On peut fixer l’instant qui passe dans son mouvement subtil et son détail, toute cette fugacité expressive que le peintre a longtemps induit sans vraiment la circonscrire, depuis les Bellini, Léonard et Rembrandt, avant que ne tente de l’investir plus tard, au terme du décrochement figuratif, l’abstraction en ses diverses approches…
Luc Chery cite volontiers le mot de Cézanne : « La nature est à l’intérieur. »
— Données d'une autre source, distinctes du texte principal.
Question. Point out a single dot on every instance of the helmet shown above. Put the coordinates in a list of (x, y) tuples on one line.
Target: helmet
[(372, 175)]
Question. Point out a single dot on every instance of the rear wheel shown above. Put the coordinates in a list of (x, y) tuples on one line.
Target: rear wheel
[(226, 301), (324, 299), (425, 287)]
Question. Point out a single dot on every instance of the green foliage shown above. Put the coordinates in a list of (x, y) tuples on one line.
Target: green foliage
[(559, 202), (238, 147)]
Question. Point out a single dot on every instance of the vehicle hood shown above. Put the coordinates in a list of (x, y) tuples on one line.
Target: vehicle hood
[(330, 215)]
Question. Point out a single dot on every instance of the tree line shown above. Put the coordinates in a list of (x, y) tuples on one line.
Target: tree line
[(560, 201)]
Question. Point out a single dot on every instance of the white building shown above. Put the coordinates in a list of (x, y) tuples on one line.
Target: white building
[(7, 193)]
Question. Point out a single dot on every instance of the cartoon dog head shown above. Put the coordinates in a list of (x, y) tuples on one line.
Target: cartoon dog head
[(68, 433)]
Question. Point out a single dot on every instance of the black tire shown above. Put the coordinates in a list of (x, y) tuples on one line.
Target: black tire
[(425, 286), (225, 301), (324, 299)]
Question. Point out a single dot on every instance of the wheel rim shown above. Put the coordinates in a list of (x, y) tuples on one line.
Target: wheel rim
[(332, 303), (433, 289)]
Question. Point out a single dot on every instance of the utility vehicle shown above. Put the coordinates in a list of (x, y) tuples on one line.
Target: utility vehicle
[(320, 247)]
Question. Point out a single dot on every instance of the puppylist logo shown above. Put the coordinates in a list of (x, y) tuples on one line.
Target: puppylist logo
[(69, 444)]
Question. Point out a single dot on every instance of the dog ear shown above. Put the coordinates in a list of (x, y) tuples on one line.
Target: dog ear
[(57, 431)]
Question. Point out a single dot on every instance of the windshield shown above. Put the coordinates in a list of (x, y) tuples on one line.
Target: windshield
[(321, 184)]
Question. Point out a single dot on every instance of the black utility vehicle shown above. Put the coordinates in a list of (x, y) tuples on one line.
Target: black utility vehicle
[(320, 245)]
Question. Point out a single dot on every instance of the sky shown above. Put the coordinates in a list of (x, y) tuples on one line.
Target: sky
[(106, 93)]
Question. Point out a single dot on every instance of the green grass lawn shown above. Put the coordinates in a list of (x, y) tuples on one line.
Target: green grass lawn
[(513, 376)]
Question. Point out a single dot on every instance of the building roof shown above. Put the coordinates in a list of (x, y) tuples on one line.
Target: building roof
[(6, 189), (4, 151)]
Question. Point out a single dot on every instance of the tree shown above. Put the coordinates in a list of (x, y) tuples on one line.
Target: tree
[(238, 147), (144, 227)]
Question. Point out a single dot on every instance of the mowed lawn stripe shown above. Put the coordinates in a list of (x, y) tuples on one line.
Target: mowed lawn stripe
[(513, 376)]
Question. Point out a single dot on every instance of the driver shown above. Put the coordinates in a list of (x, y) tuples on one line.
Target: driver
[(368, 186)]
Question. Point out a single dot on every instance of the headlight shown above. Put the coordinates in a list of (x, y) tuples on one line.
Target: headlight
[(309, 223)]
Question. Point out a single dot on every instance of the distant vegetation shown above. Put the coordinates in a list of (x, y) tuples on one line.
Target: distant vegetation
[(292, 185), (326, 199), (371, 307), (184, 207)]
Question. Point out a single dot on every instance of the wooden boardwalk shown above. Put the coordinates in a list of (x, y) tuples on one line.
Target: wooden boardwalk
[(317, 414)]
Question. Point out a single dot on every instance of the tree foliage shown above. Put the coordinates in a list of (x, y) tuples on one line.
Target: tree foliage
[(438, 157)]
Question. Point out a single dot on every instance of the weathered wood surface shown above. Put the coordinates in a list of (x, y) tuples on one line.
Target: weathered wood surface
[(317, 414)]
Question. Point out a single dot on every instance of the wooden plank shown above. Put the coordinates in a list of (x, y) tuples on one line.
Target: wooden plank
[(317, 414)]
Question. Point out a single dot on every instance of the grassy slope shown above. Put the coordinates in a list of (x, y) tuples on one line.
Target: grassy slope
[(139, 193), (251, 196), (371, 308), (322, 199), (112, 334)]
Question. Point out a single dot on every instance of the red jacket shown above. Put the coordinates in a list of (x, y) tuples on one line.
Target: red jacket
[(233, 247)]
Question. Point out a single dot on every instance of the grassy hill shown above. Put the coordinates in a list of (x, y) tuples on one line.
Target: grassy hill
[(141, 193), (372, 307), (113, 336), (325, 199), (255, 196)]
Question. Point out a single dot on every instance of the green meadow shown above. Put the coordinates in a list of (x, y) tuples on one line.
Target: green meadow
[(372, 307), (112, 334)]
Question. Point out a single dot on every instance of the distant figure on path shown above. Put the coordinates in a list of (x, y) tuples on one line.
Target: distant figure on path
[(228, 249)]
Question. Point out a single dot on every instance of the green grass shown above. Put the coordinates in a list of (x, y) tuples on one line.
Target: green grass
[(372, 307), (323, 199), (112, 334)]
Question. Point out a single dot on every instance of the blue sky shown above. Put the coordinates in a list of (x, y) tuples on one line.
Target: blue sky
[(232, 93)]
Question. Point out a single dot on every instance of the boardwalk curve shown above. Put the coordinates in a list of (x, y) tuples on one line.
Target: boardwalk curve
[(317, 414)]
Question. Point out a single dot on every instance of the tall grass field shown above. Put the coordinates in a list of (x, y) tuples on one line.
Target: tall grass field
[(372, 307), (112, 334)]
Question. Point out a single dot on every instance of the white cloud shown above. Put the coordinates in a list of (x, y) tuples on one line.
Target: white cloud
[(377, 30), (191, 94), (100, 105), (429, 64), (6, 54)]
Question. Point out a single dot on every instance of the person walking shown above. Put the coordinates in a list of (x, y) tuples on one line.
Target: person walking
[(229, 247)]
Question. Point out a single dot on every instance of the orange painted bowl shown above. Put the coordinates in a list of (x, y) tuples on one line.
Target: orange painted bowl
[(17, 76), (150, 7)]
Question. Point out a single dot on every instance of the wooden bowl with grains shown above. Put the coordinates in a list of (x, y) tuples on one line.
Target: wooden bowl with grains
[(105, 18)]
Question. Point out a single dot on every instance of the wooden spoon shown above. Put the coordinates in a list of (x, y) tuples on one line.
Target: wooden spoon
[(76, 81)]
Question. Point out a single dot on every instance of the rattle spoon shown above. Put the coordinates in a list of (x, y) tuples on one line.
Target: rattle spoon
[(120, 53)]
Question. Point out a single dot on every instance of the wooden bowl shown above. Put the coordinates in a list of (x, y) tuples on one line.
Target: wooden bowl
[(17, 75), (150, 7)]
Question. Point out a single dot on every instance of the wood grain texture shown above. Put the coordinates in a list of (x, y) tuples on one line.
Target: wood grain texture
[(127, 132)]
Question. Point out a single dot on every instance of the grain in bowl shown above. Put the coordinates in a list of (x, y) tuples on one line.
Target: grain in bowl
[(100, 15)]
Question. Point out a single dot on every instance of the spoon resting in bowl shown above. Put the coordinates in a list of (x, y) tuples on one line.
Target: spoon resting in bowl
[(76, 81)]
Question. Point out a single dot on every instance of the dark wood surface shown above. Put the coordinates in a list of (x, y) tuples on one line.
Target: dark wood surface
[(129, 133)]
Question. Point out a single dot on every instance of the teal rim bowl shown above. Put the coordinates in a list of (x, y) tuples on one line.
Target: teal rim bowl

On ne voit d’ordinaire que les formes mnésiques de nos représentations, les repères spatio-temporels de la sensibilité, à savoir un monde descriptible d’objets. Mais le monde est d’abord sujet métamorphique, genèse continue intégrant ses profils chaotiques au gré de lois fondamentales dont nous ne recueillons, à notre échelle, qu’un voile de phénomènes.
Restent les signes et les rythmes sur fond d’instabilité, toute cette écriture sous-jacente qui engage une parole secrète liée à l’énigme de la réversibilité, à l’analogie structurelle entre Haut et Bas, microcosme et macrocosme.
A l’épreuve de l’extérieur – le visible comme il se déploie entre galaxies et micro-organismes -, Luc Chery visite l’intérieur, formes et empreintes, matières en activité onirique, transparences acéphales, ruptures et espacements. La nature en effet ne cesse de faire signe, mais pour l’oeil exclusivement. Du subjectif appareillé se penche sur les détails de la réalité et envisage ses rapports avec l’objectif, ce qui fonde métaphysiquement le regard dans sa quête.
C’est en 1800 que Wedgwood conçut ce qu’il nomme le “dessin photographique” ; d’emblée, l’écriture de la lumière était donc pensée comme une captation d’essence esthétique.
Mais après Talbot et Nadar, l’impression objective de l’image vint concurrencer la peinture tout en libérant celle-ci d’un stade du miroir multi-séculaire. Au-delà du pictorialisme, à mesure que les perfectionnements de la technique rapprochaient du simple regard les modalités d’investigation photographiques, Man Ray, Wols et quelques autres interrogèrent en peintres ce mode d’effraction des apparences.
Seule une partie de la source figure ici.